I thought it would be beautiful if each of us had seen the other, while thinking we ourselves had gone undetected. It would be the perfect ending to a foreign film that made you cry at the end, like Cinema Paradiso.

I walk up to the counter, after my old boss has left, and notice the crisp dollar in the tip jar. He always was a great tipper, I remember.

"He ordered an Americano with a steamed skim topper?” I ask my friend, the Barista.

The coffeehouse knows it as my drink. They start to make it as soon as I walk in the door.

The wind and rain began to hit the large front windows of the coffeehouse loudly, cleaning the dirty sidewalks roughly, and along with it, fifteen years.

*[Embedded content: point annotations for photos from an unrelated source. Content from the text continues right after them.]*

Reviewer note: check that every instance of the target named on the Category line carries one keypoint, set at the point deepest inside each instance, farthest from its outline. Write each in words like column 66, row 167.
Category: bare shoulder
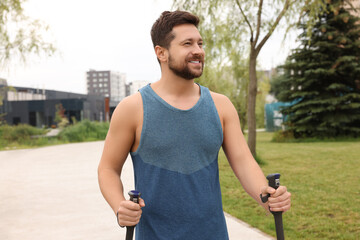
column 128, row 110
column 222, row 103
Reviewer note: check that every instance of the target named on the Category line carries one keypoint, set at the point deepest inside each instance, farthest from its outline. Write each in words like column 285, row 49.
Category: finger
column 131, row 205
column 123, row 222
column 283, row 208
column 281, row 190
column 280, row 204
column 122, row 211
column 284, row 196
column 142, row 202
column 267, row 190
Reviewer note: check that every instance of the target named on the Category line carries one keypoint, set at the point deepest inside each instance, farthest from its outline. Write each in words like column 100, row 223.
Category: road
column 52, row 193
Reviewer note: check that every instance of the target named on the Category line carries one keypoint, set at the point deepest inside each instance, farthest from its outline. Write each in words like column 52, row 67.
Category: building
column 107, row 83
column 38, row 107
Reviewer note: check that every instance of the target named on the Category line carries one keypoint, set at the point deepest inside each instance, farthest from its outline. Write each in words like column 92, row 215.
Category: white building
column 136, row 85
column 107, row 84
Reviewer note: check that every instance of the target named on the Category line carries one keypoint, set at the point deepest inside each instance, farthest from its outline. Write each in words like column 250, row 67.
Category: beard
column 183, row 70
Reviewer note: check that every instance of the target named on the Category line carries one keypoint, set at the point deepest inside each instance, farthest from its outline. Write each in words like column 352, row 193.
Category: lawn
column 323, row 178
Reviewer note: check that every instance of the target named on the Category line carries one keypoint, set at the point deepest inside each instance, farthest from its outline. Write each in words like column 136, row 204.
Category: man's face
column 186, row 53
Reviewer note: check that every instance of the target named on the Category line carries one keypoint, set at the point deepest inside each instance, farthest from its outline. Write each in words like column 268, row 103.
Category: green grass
column 323, row 178
column 25, row 136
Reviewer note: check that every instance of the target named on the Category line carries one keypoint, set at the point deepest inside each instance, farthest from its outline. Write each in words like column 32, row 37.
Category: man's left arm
column 242, row 162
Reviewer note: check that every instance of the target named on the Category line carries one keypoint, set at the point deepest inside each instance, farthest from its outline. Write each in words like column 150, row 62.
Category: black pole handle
column 274, row 182
column 134, row 197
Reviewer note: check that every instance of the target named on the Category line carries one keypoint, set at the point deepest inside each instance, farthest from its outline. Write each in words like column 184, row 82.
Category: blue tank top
column 176, row 170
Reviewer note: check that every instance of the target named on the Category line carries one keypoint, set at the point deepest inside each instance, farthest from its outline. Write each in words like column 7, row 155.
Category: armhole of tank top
column 143, row 128
column 218, row 116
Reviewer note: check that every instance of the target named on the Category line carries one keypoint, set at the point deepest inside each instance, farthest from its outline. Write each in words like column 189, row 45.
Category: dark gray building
column 38, row 107
column 107, row 83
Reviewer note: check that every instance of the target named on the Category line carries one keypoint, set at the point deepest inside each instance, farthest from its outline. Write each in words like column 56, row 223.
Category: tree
column 257, row 27
column 20, row 35
column 321, row 77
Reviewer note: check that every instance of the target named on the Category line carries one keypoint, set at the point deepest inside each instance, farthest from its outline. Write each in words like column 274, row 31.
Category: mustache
column 196, row 58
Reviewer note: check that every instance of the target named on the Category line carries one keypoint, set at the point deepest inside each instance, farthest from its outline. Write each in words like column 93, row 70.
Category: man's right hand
column 129, row 213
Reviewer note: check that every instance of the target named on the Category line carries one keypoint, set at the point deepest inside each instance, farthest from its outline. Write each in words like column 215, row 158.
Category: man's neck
column 178, row 92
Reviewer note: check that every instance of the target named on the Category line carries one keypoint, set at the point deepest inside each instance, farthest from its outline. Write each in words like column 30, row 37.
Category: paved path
column 52, row 193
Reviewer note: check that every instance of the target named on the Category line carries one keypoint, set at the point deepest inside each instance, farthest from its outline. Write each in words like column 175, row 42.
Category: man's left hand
column 279, row 200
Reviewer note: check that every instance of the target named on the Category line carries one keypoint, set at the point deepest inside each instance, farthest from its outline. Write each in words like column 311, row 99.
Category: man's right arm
column 118, row 143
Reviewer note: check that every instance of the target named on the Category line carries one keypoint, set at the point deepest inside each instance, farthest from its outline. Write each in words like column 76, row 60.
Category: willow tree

Fifteen years. Longer than some marriages. Longer than undergrad, Medical school and a residency; if I were a Doctor, which I'm not, I'm a writer...

"Why didn't you say anything to him?” the Barista, my friend, asks.

I look at my friend, the Barista, seriously, as if I had been waiting for this exact question. A little over three years, maybe? I smile, brightly, hearing the Director, another ghost, Fellini probably, calling "Azione" from inside my moist and fertile brain.

I take a few steps away from the counter and flip my hair back, Rita Hayworth style, and, following a large boom of thunder, whisper:

"Because I want to be the girl that got away."

Sometimes, men need women, just like my old boss told me on that sweaty old train. And, sometimes, women need men; for no other reason than to believe that a few good ones exist.